We reiterated the effects of the problem to NTDev and the urgency to find a resolution. They found that lsass.exe (core to authentication and DS operation) was running out of virtual address space. We did some digging and discovered that since we had enabled large virtual address space for the OS with the "/3gb" option, by suggestion of NTDev to solve a previous "out of version storage" issue that was causing changes not to be applied to the AD, the DS is much more aggressive in how it uses the memory cache. Looking at the file header for lsass.exe, we found that it was not linked to be 3GB aware and use this functionality. With the "/3gb" switch and the built-in deficiency in lsass.exe, the OS effectively takes away 1GB of address space that LSA could have used, it runs itself out of VM, and we see the problems begin.

At the suggestion of Dev, we have re-linked lsass.exe on \\red-dc-06 to enable the 3gb functionality. We have engaged ISM to bring \\red-dc-02 back online, remove the "/3gb" switch, and move the PDC role back to that server. ASDDT and NTDev will then compare the memory usage on the two servers and make a determination whether making this behavior change to lsass.exe will work to solve the memory issues. We have also asked them to bring \\red-dc-00 offline for unrelated issues.

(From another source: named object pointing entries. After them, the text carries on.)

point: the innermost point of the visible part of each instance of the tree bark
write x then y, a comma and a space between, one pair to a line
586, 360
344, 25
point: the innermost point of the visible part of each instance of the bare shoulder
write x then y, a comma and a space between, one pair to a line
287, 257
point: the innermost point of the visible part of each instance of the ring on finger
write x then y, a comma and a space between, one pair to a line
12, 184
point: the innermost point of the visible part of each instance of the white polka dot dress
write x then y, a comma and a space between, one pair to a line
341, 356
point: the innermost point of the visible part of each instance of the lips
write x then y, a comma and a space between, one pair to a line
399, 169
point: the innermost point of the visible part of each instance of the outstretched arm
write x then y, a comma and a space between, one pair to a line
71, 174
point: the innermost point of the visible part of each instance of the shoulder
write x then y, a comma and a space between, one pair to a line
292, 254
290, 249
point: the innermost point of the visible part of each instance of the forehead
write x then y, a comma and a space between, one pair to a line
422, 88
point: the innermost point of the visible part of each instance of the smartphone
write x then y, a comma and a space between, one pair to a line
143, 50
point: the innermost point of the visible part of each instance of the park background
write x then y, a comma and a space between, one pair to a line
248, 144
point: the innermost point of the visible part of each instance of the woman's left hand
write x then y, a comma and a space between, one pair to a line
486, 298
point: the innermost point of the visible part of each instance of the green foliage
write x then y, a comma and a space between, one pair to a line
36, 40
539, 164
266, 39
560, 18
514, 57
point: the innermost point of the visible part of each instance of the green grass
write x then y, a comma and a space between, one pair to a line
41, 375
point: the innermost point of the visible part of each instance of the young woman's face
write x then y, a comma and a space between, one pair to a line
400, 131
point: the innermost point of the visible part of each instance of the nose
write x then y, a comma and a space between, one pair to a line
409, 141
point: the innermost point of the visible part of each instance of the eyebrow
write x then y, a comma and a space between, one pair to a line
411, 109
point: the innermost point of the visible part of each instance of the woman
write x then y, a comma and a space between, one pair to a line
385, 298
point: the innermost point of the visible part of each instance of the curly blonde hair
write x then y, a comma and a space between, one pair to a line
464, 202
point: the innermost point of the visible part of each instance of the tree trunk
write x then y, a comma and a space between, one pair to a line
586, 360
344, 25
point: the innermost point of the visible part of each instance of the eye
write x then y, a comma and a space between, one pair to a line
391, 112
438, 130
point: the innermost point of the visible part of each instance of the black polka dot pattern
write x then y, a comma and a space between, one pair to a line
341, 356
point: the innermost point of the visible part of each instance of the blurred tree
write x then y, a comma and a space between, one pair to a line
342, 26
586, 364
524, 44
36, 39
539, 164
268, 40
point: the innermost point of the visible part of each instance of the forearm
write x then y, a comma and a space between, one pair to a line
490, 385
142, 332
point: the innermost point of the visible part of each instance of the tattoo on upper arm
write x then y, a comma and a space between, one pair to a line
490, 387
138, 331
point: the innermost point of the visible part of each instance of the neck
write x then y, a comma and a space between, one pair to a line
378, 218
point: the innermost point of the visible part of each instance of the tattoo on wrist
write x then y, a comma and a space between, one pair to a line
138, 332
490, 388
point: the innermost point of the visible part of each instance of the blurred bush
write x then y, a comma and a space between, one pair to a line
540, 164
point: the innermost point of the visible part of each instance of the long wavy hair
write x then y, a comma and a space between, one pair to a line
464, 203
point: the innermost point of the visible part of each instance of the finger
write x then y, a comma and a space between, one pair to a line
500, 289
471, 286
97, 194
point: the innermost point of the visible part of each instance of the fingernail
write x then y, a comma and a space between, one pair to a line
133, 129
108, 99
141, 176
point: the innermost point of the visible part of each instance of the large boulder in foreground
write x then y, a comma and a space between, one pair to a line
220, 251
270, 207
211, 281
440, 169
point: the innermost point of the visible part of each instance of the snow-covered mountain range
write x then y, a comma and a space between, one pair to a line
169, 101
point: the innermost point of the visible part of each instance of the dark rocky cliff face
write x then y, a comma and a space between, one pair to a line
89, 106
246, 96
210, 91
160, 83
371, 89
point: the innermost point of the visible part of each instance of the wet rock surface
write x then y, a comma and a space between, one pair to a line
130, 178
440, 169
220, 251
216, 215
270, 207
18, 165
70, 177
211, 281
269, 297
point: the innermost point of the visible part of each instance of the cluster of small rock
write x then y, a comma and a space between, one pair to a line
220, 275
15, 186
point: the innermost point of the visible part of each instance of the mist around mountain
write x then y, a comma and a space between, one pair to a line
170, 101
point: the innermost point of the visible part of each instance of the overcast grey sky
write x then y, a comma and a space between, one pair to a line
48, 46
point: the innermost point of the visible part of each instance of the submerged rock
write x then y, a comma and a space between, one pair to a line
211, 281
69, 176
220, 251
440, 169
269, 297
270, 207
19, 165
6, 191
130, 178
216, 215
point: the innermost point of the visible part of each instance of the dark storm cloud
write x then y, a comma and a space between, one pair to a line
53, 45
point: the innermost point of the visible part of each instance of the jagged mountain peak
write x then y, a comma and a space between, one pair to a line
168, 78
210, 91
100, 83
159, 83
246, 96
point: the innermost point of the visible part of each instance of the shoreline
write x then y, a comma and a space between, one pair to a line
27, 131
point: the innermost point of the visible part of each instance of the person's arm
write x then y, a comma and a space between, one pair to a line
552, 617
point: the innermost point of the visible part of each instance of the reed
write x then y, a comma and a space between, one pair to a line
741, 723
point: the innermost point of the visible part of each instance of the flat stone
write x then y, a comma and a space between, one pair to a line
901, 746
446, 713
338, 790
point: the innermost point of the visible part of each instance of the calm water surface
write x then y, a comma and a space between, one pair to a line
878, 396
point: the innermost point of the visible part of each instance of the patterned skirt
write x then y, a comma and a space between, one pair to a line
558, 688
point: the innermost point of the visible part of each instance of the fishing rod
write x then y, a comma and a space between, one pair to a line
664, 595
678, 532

We continue to be engaged on this with NTDev and ISM to get this problem solved and will work with them to provide status, but we may continue to see service-affecting issues. We will post status and description of these issues we are working on Opsweb under the "ASDDT" section. If new problems occur please escalate them as appropriate and help us keep others informed before taking action, so we can make sure we are all working together.